During this rebuild Matthew replaced the automatic transmission with a Magnum T56 six-speed for full control on the track. The same 6-liter LQ9 engine out of a junkyard Denali from version number two remains in place. It was built by Matthew in his garage copying a Car Craft magazine tech article titled something along the lines of “How to get 550hp out of a Junkyard Engine.” He copied the article to a T and sure enough, it produces just over 500 horsepower. He’s working on getting an aluminum LS7 for the 2022 race season.
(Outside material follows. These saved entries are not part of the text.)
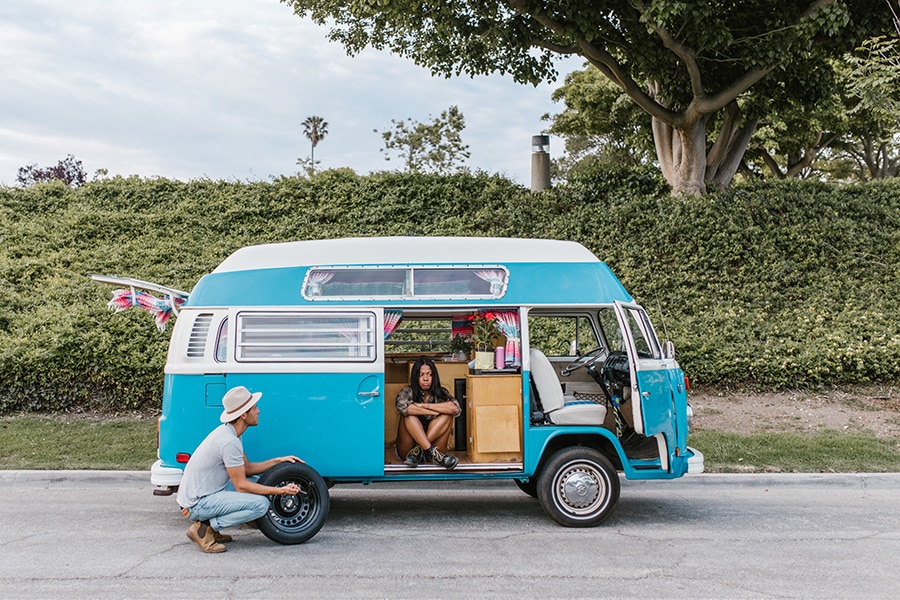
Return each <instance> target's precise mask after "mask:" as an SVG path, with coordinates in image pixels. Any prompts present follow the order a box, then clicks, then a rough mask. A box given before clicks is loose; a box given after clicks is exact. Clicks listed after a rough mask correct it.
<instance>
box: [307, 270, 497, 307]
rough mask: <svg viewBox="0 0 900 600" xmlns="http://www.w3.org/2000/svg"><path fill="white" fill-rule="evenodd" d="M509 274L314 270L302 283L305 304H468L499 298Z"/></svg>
mask: <svg viewBox="0 0 900 600" xmlns="http://www.w3.org/2000/svg"><path fill="white" fill-rule="evenodd" d="M508 280H509V271H507V270H506V268H505V267H502V266H496V265H485V266H482V265H479V266H463V267H431V266H429V267H425V266H420V267H417V266H409V267H375V266H373V267H315V268H312V269H310V270H309V272H308V273H307V275H306V279H305V280H304V282H303V297H304V298H306V299H307V300H375V299H380V300H392V299H394V300H411V299H441V300H445V299H446V300H453V299H458V300H469V299H495V298H502V297H503V295H504V294H505V293H506V287H507V283H508Z"/></svg>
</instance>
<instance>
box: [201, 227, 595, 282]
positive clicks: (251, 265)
mask: <svg viewBox="0 0 900 600" xmlns="http://www.w3.org/2000/svg"><path fill="white" fill-rule="evenodd" d="M598 260H599V259H598V258H597V257H596V256H594V254H593V253H591V252H590V251H589V250H588V249H587V248H585V247H584V246H582V245H581V244H579V243H577V242H569V241H562V240H539V239H514V238H491V237H412V236H410V237H368V238H341V239H332V240H305V241H299V242H285V243H280V244H261V245H258V246H247V247H245V248H241V249H240V250H238V251H236V252H235V253H233V254H232V255H231V256H229V257H228V258H226V259H225V260H224V261H222V263H221V264H220V265H219V266H218V267H216V269H215V270H214V271H213V272H214V273H226V272H230V271H245V270H249V269H277V268H283V267H300V266H310V265H331V266H334V265H359V264H367V265H396V264H408V263H410V262H415V263H417V264H453V263H482V262H485V261H488V262H496V263H521V262H530V263H545V262H598Z"/></svg>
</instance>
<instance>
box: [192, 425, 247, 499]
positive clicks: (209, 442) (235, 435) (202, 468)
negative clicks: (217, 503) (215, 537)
mask: <svg viewBox="0 0 900 600" xmlns="http://www.w3.org/2000/svg"><path fill="white" fill-rule="evenodd" d="M243 464H244V444H243V443H242V442H241V438H240V437H238V435H237V432H236V431H235V430H234V426H233V425H231V424H230V423H224V424H222V425H220V426H218V427H216V428H215V429H213V430H212V432H210V434H209V435H208V436H206V439H205V440H203V442H201V443H200V445H199V446H197V450H195V451H194V453H193V454H192V455H191V458H190V460H188V464H187V465H185V468H184V475H183V476H182V478H181V484H180V485H179V486H178V496H177V498H178V504H179V505H180V506H181V507H183V508H190V507H192V506H194V505H195V504H197V502H199V501H200V498H203V497H204V496H209V495H210V494H214V493H216V492H220V491H222V490H224V489H225V486H226V485H228V482H229V481H231V478H230V477H229V476H228V471H227V470H226V469H227V468H231V467H240V466H242V465H243Z"/></svg>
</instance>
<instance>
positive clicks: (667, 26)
mask: <svg viewBox="0 0 900 600" xmlns="http://www.w3.org/2000/svg"><path fill="white" fill-rule="evenodd" d="M890 1H891V2H893V1H894V0H890ZM282 2H285V3H287V4H290V5H291V6H292V7H293V9H294V12H295V13H297V14H298V15H301V16H306V15H309V16H310V17H311V18H312V19H313V21H314V22H316V23H319V24H321V25H326V26H328V27H330V33H329V37H330V38H331V39H333V40H335V41H339V42H341V43H342V44H344V46H345V47H346V49H347V51H348V52H349V53H351V54H354V53H357V52H359V51H361V50H362V49H363V48H365V47H367V46H371V47H374V48H378V49H389V50H390V51H392V52H394V53H397V54H399V55H401V56H405V57H408V58H411V59H412V60H414V61H415V62H416V63H418V64H420V65H423V66H426V67H428V68H430V69H431V71H432V73H433V74H436V75H443V76H446V77H449V76H452V75H459V74H462V73H465V74H468V75H471V76H474V75H481V74H487V73H494V72H500V73H508V74H510V75H511V76H512V77H513V78H514V79H515V80H516V81H519V82H522V83H532V84H537V83H540V82H543V81H548V80H552V79H554V78H555V77H556V72H555V69H554V62H553V59H554V57H556V56H557V55H580V56H582V57H584V58H585V59H586V60H587V61H588V62H589V63H590V64H591V65H593V66H594V67H595V68H597V69H598V70H599V71H600V72H601V73H602V74H603V75H604V76H606V77H608V78H609V79H610V80H611V81H613V82H614V83H615V84H616V85H618V86H619V87H620V88H622V90H623V91H624V92H625V93H626V94H627V95H628V96H629V97H631V98H632V100H634V101H635V102H636V103H637V104H638V105H639V106H640V107H641V108H642V109H643V110H644V111H645V112H647V113H648V114H649V115H650V116H651V117H652V119H653V131H654V138H655V143H656V151H657V155H658V157H659V162H660V166H661V167H662V171H663V174H664V175H665V177H666V179H667V180H668V181H669V183H670V184H671V186H672V188H673V190H675V191H677V192H685V193H690V194H697V193H701V192H703V191H704V190H705V189H706V182H707V181H709V182H711V183H712V184H713V185H716V186H718V187H721V186H723V185H726V184H727V183H728V182H729V181H730V180H731V177H732V176H733V174H734V172H735V171H736V170H737V167H738V165H739V163H740V160H741V157H742V155H743V152H744V149H745V148H746V144H747V141H748V140H749V138H750V135H751V134H752V133H753V129H754V127H755V125H756V122H757V120H758V118H759V115H758V114H753V113H752V112H751V113H747V114H745V108H744V106H743V104H744V102H745V101H746V100H747V97H748V96H749V95H752V94H755V95H764V96H766V97H772V95H779V96H784V95H795V94H796V95H802V96H808V97H814V96H815V92H816V91H817V90H820V89H822V86H823V85H825V84H827V81H828V79H829V77H827V76H826V77H825V78H824V80H823V79H822V78H820V75H819V71H820V70H827V66H828V62H827V59H828V58H829V57H833V56H839V55H840V54H841V53H842V52H844V51H847V50H850V49H851V48H854V47H855V46H856V45H857V44H858V43H859V42H860V41H861V40H862V39H864V38H865V37H869V36H870V35H872V34H873V32H887V31H890V11H889V10H888V7H887V6H883V7H882V6H881V5H880V3H876V2H873V1H872V0H803V1H799V2H798V1H792V2H786V1H785V0H747V1H744V2H734V1H733V0H692V1H691V2H684V1H681V0H678V1H676V0H599V1H598V0H569V1H566V2H561V1H555V2H551V1H549V0H494V1H488V0H451V1H446V0H442V1H438V2H435V1H432V0H380V1H375V0H368V1H359V0H282ZM750 105H751V106H752V102H751V103H750ZM720 113H721V114H722V116H721V123H722V124H721V126H720V127H718V129H717V135H716V136H715V139H713V140H708V139H707V134H708V133H709V129H710V126H711V123H712V122H713V121H714V119H715V117H716V116H717V115H718V114H720Z"/></svg>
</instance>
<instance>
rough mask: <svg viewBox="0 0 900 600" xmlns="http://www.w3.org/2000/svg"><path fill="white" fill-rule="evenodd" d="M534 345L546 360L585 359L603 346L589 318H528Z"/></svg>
mask: <svg viewBox="0 0 900 600" xmlns="http://www.w3.org/2000/svg"><path fill="white" fill-rule="evenodd" d="M528 334H529V340H530V345H531V347H533V348H537V349H539V350H540V351H541V352H543V353H544V354H545V355H546V356H548V357H551V356H568V357H574V356H581V355H582V354H585V353H587V352H590V351H591V350H595V349H597V348H599V347H600V346H601V344H600V341H599V338H598V337H597V334H596V332H595V331H594V326H593V324H592V323H591V319H590V318H589V317H587V316H586V315H566V316H556V315H541V314H535V313H531V314H529V316H528Z"/></svg>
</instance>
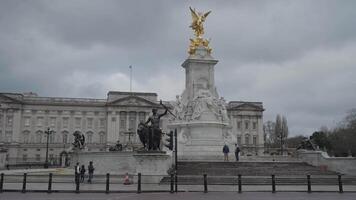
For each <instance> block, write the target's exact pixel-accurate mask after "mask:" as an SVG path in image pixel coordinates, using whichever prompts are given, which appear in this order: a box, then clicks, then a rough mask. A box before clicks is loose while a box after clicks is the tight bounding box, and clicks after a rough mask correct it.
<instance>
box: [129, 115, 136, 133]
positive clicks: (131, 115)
mask: <svg viewBox="0 0 356 200" xmlns="http://www.w3.org/2000/svg"><path fill="white" fill-rule="evenodd" d="M135 128H136V112H130V113H129V131H134V130H135Z"/></svg>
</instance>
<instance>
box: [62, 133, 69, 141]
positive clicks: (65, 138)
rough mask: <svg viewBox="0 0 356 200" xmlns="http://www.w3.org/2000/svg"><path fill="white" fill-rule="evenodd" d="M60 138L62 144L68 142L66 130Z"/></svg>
mask: <svg viewBox="0 0 356 200" xmlns="http://www.w3.org/2000/svg"><path fill="white" fill-rule="evenodd" d="M62 139H63V141H62V142H63V144H67V143H68V133H67V132H63V135H62Z"/></svg>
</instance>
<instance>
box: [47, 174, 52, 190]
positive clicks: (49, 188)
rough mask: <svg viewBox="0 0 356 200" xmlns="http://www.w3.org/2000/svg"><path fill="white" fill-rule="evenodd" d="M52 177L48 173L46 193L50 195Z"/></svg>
mask: <svg viewBox="0 0 356 200" xmlns="http://www.w3.org/2000/svg"><path fill="white" fill-rule="evenodd" d="M52 176H53V174H52V173H49V178H48V190H47V193H51V192H52Z"/></svg>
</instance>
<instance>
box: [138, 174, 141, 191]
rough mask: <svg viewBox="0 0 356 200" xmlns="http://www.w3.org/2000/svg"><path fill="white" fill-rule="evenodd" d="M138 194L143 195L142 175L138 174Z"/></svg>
mask: <svg viewBox="0 0 356 200" xmlns="http://www.w3.org/2000/svg"><path fill="white" fill-rule="evenodd" d="M137 193H138V194H139V193H141V173H138V176H137Z"/></svg>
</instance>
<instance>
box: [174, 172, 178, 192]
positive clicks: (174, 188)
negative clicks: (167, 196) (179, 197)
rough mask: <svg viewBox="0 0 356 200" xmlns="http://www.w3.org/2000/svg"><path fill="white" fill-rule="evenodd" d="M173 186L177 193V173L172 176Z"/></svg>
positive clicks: (174, 189) (177, 181)
mask: <svg viewBox="0 0 356 200" xmlns="http://www.w3.org/2000/svg"><path fill="white" fill-rule="evenodd" d="M174 185H175V188H174V190H175V192H176V193H177V192H178V175H177V171H176V173H175V174H174Z"/></svg>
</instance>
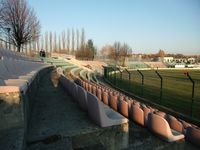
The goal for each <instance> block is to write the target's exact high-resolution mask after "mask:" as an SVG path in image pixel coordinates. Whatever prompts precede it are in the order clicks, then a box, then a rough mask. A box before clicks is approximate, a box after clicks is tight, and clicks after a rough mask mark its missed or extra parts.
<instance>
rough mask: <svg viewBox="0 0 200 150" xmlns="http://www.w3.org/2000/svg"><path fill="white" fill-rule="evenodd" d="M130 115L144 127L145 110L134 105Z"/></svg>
mask: <svg viewBox="0 0 200 150" xmlns="http://www.w3.org/2000/svg"><path fill="white" fill-rule="evenodd" d="M130 117H131V118H132V119H133V121H134V122H136V123H137V124H139V125H141V126H143V127H144V112H143V110H142V109H141V108H140V107H139V106H137V105H132V111H131V116H130Z"/></svg>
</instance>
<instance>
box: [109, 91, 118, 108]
mask: <svg viewBox="0 0 200 150" xmlns="http://www.w3.org/2000/svg"><path fill="white" fill-rule="evenodd" d="M117 105H118V96H115V95H110V107H111V108H112V109H114V110H115V111H117V107H118V106H117Z"/></svg>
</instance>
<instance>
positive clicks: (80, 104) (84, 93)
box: [77, 85, 87, 111]
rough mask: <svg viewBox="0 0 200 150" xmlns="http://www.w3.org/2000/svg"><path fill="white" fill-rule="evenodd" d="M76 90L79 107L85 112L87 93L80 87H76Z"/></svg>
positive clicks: (85, 110)
mask: <svg viewBox="0 0 200 150" xmlns="http://www.w3.org/2000/svg"><path fill="white" fill-rule="evenodd" d="M77 90H78V94H77V97H78V103H79V106H80V107H81V108H82V109H83V110H85V111H86V110H87V93H86V91H85V90H84V89H83V88H82V87H81V86H79V85H78V86H77Z"/></svg>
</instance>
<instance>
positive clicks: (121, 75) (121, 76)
mask: <svg viewBox="0 0 200 150" xmlns="http://www.w3.org/2000/svg"><path fill="white" fill-rule="evenodd" d="M117 70H119V73H120V80H121V81H122V72H123V71H121V70H120V68H118V67H117Z"/></svg>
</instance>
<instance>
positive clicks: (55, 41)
mask: <svg viewBox="0 0 200 150" xmlns="http://www.w3.org/2000/svg"><path fill="white" fill-rule="evenodd" d="M56 38H57V37H56V32H54V42H53V50H54V52H56V51H57V41H56Z"/></svg>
The interior has evolved, too, from the original bench, to a 2001 Silverado bench, to leather buckets, and now Corbeau racing seats. Matthew added a TMI dash pad, AutoMeter gauges, and American Autowire harness, ididit column, Lokar pedals, and a suede-wrapped Sparco steering wheel. The dash was wrinkle-coat painted black and still holds audio and Vintage Air controls, as Matthew still drives his truck a few thousand miles around town each year.
We asked Matthew what he would do differently with his truck, which is a loaded question as QUIK7T seems to be a constant work-in-progress. But he responded, “to build it just once, and not three times,” going straight to an AutoCross build from the start. There’s a lot to be learned from Matthew’s story for hot rodders of all segments. Try something new. Don’t be afraid to take your car around the AutoCross track. Talk to other drivers for beginner advice. You may be surprised by the outcome.